Education in the North (Nov 2016)

The Aberdeen MEd, Past, Present, Future

  • John Nisbet,
  • Claire Molloy

DOI
https://doi.org/10.26203/2h5m-0m72
Journal volume & issue
Vol. 23, no. 1
pp. 6 – 10

Abstract

Read online

John Nisbet wrote a number or articles on the ‘Aberdeen MEd’ and two, the first from Volume 6, 1969 and the second from New Series Number 5, 1997 caught my eye. In the first article John gives a history of the MEd from its first award in 1921 to two students and its name the Ed.B. to 1969 when 98 students (with 40% of applicants refused entry and University caps on numbers) enrolled. The MEd was in two parts a diploma and a degree stage. The curriculum is noted as covering a large amount of psychology, statistics and even biology! Graduates by in large moved on to jobs as lecturers, university and college of education researchers, and psychologists.
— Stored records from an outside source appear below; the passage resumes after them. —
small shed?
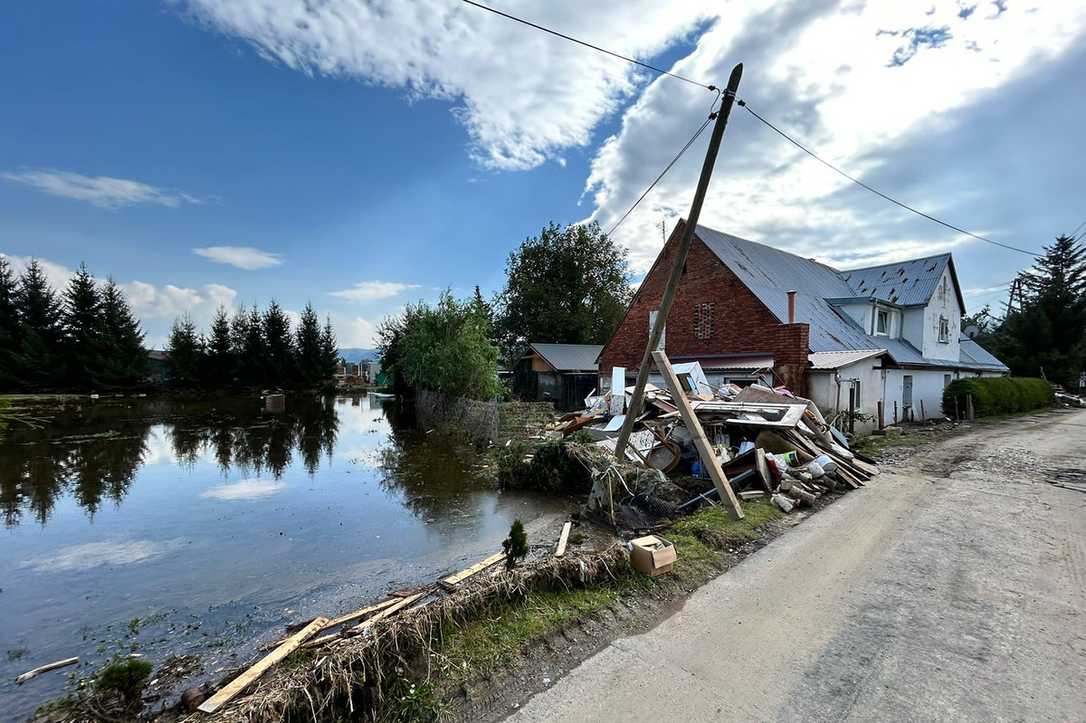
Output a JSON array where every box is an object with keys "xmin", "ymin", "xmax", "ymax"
[{"xmin": 513, "ymin": 343, "xmax": 604, "ymax": 411}]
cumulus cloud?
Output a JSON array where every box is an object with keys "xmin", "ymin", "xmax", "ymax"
[
  {"xmin": 192, "ymin": 246, "xmax": 282, "ymax": 271},
  {"xmin": 200, "ymin": 478, "xmax": 287, "ymax": 500},
  {"xmin": 0, "ymin": 253, "xmax": 75, "ymax": 292},
  {"xmin": 0, "ymin": 168, "xmax": 203, "ymax": 208},
  {"xmin": 585, "ymin": 0, "xmax": 1086, "ymax": 271},
  {"xmin": 176, "ymin": 0, "xmax": 708, "ymax": 169},
  {"xmin": 24, "ymin": 540, "xmax": 184, "ymax": 572},
  {"xmin": 328, "ymin": 275, "xmax": 419, "ymax": 302}
]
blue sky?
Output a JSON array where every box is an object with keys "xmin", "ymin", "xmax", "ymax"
[{"xmin": 0, "ymin": 0, "xmax": 1086, "ymax": 345}]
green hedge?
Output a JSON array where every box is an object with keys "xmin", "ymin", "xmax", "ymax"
[{"xmin": 943, "ymin": 377, "xmax": 1052, "ymax": 418}]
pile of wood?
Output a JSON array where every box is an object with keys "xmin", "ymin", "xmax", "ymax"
[{"xmin": 561, "ymin": 351, "xmax": 879, "ymax": 521}]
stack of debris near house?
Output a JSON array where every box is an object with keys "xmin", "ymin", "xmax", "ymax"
[{"xmin": 557, "ymin": 352, "xmax": 879, "ymax": 518}]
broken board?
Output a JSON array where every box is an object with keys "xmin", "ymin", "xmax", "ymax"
[{"xmin": 197, "ymin": 618, "xmax": 328, "ymax": 713}]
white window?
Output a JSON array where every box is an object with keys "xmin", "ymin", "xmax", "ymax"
[
  {"xmin": 875, "ymin": 308, "xmax": 889, "ymax": 337},
  {"xmin": 694, "ymin": 304, "xmax": 712, "ymax": 339},
  {"xmin": 648, "ymin": 312, "xmax": 668, "ymax": 350}
]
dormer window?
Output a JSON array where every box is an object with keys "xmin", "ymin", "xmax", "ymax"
[{"xmin": 875, "ymin": 308, "xmax": 889, "ymax": 337}]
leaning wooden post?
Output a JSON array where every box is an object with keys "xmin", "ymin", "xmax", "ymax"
[
  {"xmin": 653, "ymin": 351, "xmax": 743, "ymax": 520},
  {"xmin": 615, "ymin": 63, "xmax": 743, "ymax": 459}
]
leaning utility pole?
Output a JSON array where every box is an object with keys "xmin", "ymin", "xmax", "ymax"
[{"xmin": 611, "ymin": 63, "xmax": 743, "ymax": 459}]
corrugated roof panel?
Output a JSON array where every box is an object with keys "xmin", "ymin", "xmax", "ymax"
[
  {"xmin": 529, "ymin": 344, "xmax": 604, "ymax": 371},
  {"xmin": 841, "ymin": 254, "xmax": 950, "ymax": 306}
]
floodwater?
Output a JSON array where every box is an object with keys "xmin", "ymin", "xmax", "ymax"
[{"xmin": 0, "ymin": 396, "xmax": 563, "ymax": 720}]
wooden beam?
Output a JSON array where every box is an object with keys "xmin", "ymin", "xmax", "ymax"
[
  {"xmin": 197, "ymin": 618, "xmax": 328, "ymax": 713},
  {"xmin": 653, "ymin": 350, "xmax": 743, "ymax": 520},
  {"xmin": 15, "ymin": 658, "xmax": 79, "ymax": 685},
  {"xmin": 554, "ymin": 522, "xmax": 573, "ymax": 557},
  {"xmin": 441, "ymin": 553, "xmax": 505, "ymax": 585},
  {"xmin": 348, "ymin": 589, "xmax": 430, "ymax": 635}
]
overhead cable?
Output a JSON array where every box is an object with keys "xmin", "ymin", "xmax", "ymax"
[
  {"xmin": 463, "ymin": 0, "xmax": 717, "ymax": 90},
  {"xmin": 738, "ymin": 100, "xmax": 1043, "ymax": 258}
]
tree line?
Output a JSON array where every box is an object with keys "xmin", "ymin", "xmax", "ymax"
[
  {"xmin": 166, "ymin": 301, "xmax": 339, "ymax": 389},
  {"xmin": 962, "ymin": 236, "xmax": 1086, "ymax": 389},
  {"xmin": 0, "ymin": 256, "xmax": 148, "ymax": 391},
  {"xmin": 377, "ymin": 224, "xmax": 633, "ymax": 398}
]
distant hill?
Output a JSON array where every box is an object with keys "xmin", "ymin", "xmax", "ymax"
[{"xmin": 339, "ymin": 346, "xmax": 378, "ymax": 364}]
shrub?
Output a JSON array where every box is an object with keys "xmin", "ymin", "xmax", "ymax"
[{"xmin": 943, "ymin": 377, "xmax": 1052, "ymax": 417}]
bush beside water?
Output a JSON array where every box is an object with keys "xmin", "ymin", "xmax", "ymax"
[{"xmin": 943, "ymin": 377, "xmax": 1053, "ymax": 417}]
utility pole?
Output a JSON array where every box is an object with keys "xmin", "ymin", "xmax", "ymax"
[{"xmin": 615, "ymin": 63, "xmax": 743, "ymax": 459}]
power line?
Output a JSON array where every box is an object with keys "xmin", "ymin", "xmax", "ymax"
[
  {"xmin": 463, "ymin": 0, "xmax": 717, "ymax": 90},
  {"xmin": 738, "ymin": 100, "xmax": 1041, "ymax": 258},
  {"xmin": 607, "ymin": 90, "xmax": 721, "ymax": 236}
]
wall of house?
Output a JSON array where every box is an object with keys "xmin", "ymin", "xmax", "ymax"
[
  {"xmin": 599, "ymin": 224, "xmax": 810, "ymax": 394},
  {"xmin": 913, "ymin": 265, "xmax": 961, "ymax": 362}
]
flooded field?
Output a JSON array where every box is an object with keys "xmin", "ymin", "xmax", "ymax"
[{"xmin": 0, "ymin": 396, "xmax": 564, "ymax": 721}]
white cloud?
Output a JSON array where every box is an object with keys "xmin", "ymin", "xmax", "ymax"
[
  {"xmin": 0, "ymin": 168, "xmax": 203, "ymax": 208},
  {"xmin": 585, "ymin": 0, "xmax": 1086, "ymax": 271},
  {"xmin": 176, "ymin": 0, "xmax": 707, "ymax": 169},
  {"xmin": 328, "ymin": 281, "xmax": 419, "ymax": 301},
  {"xmin": 24, "ymin": 540, "xmax": 182, "ymax": 572},
  {"xmin": 192, "ymin": 246, "xmax": 282, "ymax": 271},
  {"xmin": 0, "ymin": 253, "xmax": 75, "ymax": 293},
  {"xmin": 200, "ymin": 478, "xmax": 287, "ymax": 499}
]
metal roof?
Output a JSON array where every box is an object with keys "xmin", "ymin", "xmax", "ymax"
[
  {"xmin": 958, "ymin": 334, "xmax": 1010, "ymax": 372},
  {"xmin": 529, "ymin": 344, "xmax": 604, "ymax": 372},
  {"xmin": 841, "ymin": 254, "xmax": 964, "ymax": 309},
  {"xmin": 807, "ymin": 348, "xmax": 886, "ymax": 369},
  {"xmin": 697, "ymin": 226, "xmax": 1000, "ymax": 367}
]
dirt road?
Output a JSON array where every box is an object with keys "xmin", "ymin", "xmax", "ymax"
[{"xmin": 509, "ymin": 410, "xmax": 1086, "ymax": 723}]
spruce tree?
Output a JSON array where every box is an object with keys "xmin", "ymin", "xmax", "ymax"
[
  {"xmin": 15, "ymin": 259, "xmax": 62, "ymax": 389},
  {"xmin": 319, "ymin": 317, "xmax": 339, "ymax": 382},
  {"xmin": 102, "ymin": 278, "xmax": 149, "ymax": 386},
  {"xmin": 166, "ymin": 315, "xmax": 203, "ymax": 386},
  {"xmin": 207, "ymin": 306, "xmax": 236, "ymax": 386},
  {"xmin": 992, "ymin": 236, "xmax": 1086, "ymax": 388},
  {"xmin": 63, "ymin": 264, "xmax": 103, "ymax": 388},
  {"xmin": 0, "ymin": 255, "xmax": 22, "ymax": 391},
  {"xmin": 294, "ymin": 304, "xmax": 323, "ymax": 386},
  {"xmin": 264, "ymin": 300, "xmax": 294, "ymax": 386},
  {"xmin": 239, "ymin": 304, "xmax": 268, "ymax": 384}
]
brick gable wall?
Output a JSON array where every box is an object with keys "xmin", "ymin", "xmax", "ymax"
[{"xmin": 599, "ymin": 223, "xmax": 810, "ymax": 394}]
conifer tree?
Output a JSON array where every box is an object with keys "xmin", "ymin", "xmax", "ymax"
[
  {"xmin": 294, "ymin": 304, "xmax": 323, "ymax": 386},
  {"xmin": 15, "ymin": 259, "xmax": 62, "ymax": 389},
  {"xmin": 167, "ymin": 315, "xmax": 203, "ymax": 386},
  {"xmin": 101, "ymin": 278, "xmax": 149, "ymax": 385},
  {"xmin": 319, "ymin": 317, "xmax": 339, "ymax": 381},
  {"xmin": 264, "ymin": 300, "xmax": 294, "ymax": 386},
  {"xmin": 63, "ymin": 264, "xmax": 103, "ymax": 386},
  {"xmin": 207, "ymin": 306, "xmax": 236, "ymax": 385},
  {"xmin": 0, "ymin": 255, "xmax": 22, "ymax": 391},
  {"xmin": 239, "ymin": 304, "xmax": 267, "ymax": 384}
]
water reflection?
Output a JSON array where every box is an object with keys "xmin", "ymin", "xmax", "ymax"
[{"xmin": 0, "ymin": 397, "xmax": 339, "ymax": 528}]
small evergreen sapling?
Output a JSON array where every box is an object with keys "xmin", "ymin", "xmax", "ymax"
[{"xmin": 502, "ymin": 518, "xmax": 528, "ymax": 570}]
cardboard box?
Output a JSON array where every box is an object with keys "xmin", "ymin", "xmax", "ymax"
[{"xmin": 630, "ymin": 535, "xmax": 679, "ymax": 578}]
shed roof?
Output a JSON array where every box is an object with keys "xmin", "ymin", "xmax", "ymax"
[{"xmin": 528, "ymin": 343, "xmax": 604, "ymax": 372}]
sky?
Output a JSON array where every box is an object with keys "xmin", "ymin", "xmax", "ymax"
[{"xmin": 0, "ymin": 0, "xmax": 1086, "ymax": 346}]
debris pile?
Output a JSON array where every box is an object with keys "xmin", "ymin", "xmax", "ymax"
[{"xmin": 556, "ymin": 352, "xmax": 879, "ymax": 529}]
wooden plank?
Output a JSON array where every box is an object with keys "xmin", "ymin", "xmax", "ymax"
[
  {"xmin": 554, "ymin": 522, "xmax": 573, "ymax": 557},
  {"xmin": 15, "ymin": 658, "xmax": 79, "ymax": 685},
  {"xmin": 441, "ymin": 553, "xmax": 505, "ymax": 585},
  {"xmin": 197, "ymin": 618, "xmax": 328, "ymax": 713},
  {"xmin": 653, "ymin": 350, "xmax": 743, "ymax": 520},
  {"xmin": 348, "ymin": 589, "xmax": 430, "ymax": 635}
]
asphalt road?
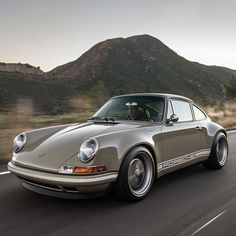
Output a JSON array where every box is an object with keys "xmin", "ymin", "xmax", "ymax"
[{"xmin": 0, "ymin": 132, "xmax": 236, "ymax": 236}]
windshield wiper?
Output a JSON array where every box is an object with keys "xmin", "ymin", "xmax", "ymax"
[{"xmin": 88, "ymin": 116, "xmax": 117, "ymax": 123}]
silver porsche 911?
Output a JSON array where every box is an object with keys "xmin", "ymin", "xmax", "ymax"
[{"xmin": 8, "ymin": 93, "xmax": 228, "ymax": 201}]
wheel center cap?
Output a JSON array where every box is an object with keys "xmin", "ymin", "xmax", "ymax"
[{"xmin": 134, "ymin": 169, "xmax": 141, "ymax": 177}]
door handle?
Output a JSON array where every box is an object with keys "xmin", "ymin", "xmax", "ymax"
[{"xmin": 195, "ymin": 126, "xmax": 202, "ymax": 132}]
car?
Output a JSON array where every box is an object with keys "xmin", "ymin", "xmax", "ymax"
[{"xmin": 8, "ymin": 93, "xmax": 228, "ymax": 201}]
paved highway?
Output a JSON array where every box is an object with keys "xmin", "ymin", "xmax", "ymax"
[{"xmin": 0, "ymin": 132, "xmax": 236, "ymax": 236}]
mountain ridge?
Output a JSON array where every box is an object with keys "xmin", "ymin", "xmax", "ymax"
[{"xmin": 0, "ymin": 35, "xmax": 236, "ymax": 111}]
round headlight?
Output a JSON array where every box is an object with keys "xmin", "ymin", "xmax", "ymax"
[
  {"xmin": 13, "ymin": 133, "xmax": 26, "ymax": 153},
  {"xmin": 79, "ymin": 138, "xmax": 98, "ymax": 162}
]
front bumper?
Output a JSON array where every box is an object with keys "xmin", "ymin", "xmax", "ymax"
[{"xmin": 8, "ymin": 162, "xmax": 118, "ymax": 198}]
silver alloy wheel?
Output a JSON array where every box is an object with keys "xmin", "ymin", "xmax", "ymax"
[
  {"xmin": 216, "ymin": 138, "xmax": 228, "ymax": 166},
  {"xmin": 128, "ymin": 155, "xmax": 153, "ymax": 197}
]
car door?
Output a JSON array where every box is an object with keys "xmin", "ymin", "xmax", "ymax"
[{"xmin": 158, "ymin": 99, "xmax": 201, "ymax": 172}]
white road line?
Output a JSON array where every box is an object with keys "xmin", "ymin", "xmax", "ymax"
[
  {"xmin": 0, "ymin": 171, "xmax": 10, "ymax": 175},
  {"xmin": 226, "ymin": 130, "xmax": 236, "ymax": 134},
  {"xmin": 191, "ymin": 210, "xmax": 226, "ymax": 236}
]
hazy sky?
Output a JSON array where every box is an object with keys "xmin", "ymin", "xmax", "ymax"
[{"xmin": 0, "ymin": 0, "xmax": 236, "ymax": 71}]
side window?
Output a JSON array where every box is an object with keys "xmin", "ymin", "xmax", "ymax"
[
  {"xmin": 193, "ymin": 105, "xmax": 206, "ymax": 120},
  {"xmin": 172, "ymin": 100, "xmax": 193, "ymax": 122},
  {"xmin": 167, "ymin": 101, "xmax": 174, "ymax": 119}
]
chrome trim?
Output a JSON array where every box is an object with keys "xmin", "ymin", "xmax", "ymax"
[
  {"xmin": 8, "ymin": 162, "xmax": 118, "ymax": 186},
  {"xmin": 157, "ymin": 148, "xmax": 211, "ymax": 171}
]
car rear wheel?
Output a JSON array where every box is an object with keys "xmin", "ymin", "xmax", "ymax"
[
  {"xmin": 115, "ymin": 147, "xmax": 155, "ymax": 201},
  {"xmin": 203, "ymin": 132, "xmax": 228, "ymax": 169}
]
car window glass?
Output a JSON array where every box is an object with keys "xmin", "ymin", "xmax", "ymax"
[
  {"xmin": 171, "ymin": 100, "xmax": 193, "ymax": 122},
  {"xmin": 167, "ymin": 101, "xmax": 173, "ymax": 119},
  {"xmin": 193, "ymin": 105, "xmax": 206, "ymax": 120},
  {"xmin": 94, "ymin": 96, "xmax": 165, "ymax": 122}
]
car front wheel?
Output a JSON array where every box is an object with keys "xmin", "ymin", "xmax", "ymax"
[{"xmin": 115, "ymin": 147, "xmax": 155, "ymax": 201}]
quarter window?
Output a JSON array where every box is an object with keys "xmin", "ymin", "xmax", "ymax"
[
  {"xmin": 172, "ymin": 100, "xmax": 193, "ymax": 122},
  {"xmin": 193, "ymin": 105, "xmax": 206, "ymax": 120}
]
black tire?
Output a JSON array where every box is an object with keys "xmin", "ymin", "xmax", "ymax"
[
  {"xmin": 115, "ymin": 147, "xmax": 155, "ymax": 201},
  {"xmin": 203, "ymin": 132, "xmax": 228, "ymax": 169}
]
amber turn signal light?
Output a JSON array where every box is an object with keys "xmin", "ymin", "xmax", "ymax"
[{"xmin": 73, "ymin": 166, "xmax": 106, "ymax": 174}]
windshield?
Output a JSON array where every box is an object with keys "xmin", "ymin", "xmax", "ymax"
[{"xmin": 91, "ymin": 96, "xmax": 165, "ymax": 122}]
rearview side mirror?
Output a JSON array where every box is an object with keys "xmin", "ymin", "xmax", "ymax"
[{"xmin": 167, "ymin": 114, "xmax": 179, "ymax": 123}]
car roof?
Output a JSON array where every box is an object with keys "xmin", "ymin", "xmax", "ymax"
[{"xmin": 112, "ymin": 93, "xmax": 192, "ymax": 102}]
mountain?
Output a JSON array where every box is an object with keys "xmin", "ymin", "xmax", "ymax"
[
  {"xmin": 0, "ymin": 35, "xmax": 236, "ymax": 114},
  {"xmin": 48, "ymin": 35, "xmax": 236, "ymax": 103},
  {"xmin": 0, "ymin": 63, "xmax": 73, "ymax": 114},
  {"xmin": 0, "ymin": 62, "xmax": 44, "ymax": 75}
]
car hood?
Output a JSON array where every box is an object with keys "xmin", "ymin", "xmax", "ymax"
[{"xmin": 16, "ymin": 122, "xmax": 147, "ymax": 172}]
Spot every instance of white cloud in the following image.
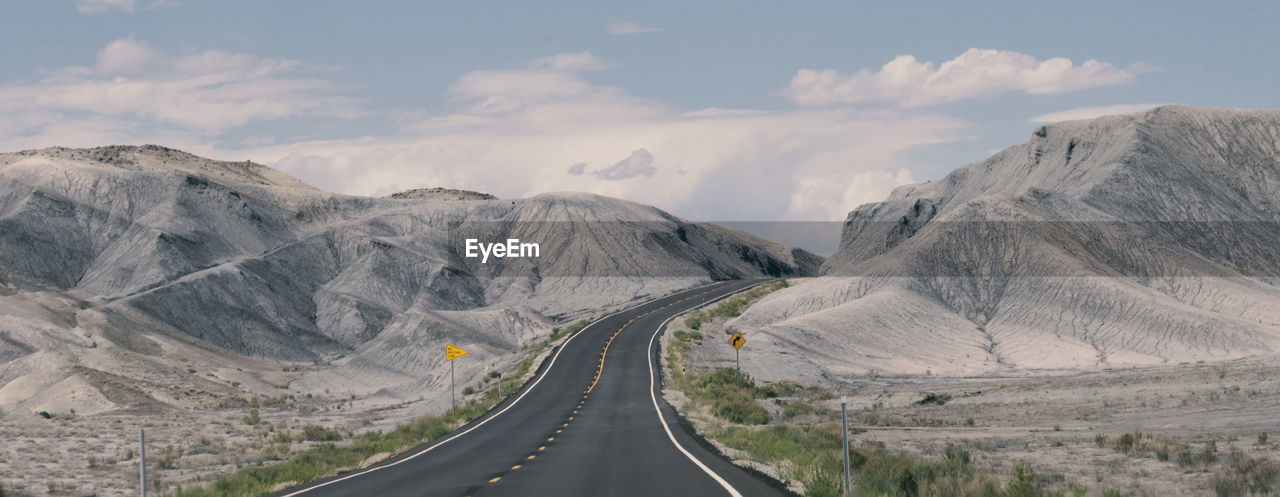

This is very much the early days for educational research as an important are for the classroom teacher and a vastly different MEd to that of today. In the second MEd article in 1997 John says farewell to the qualification at the University of Aberdeen. The challenging course run in evenings and weekends, with ‘finals’ sat and a dissertation to be completed, awarded to over 600 graduates many of whom had become the great and the good of Scottish Education, was discontinued by the institution for financial reasons. This article is a fascinating history of the creation of the University Department of Education in 1890 and it continuous struggle for survival. As usual John was political but not overtly controversial commenting on the possible decline in interest in an ‘academic, research-based’ degree and a move towards, ‘practically-oriented’ courses, and the then forthcoming merger with Northern College. I had no idea of the hard work that went into keeping such a valuable qualification alive for so long.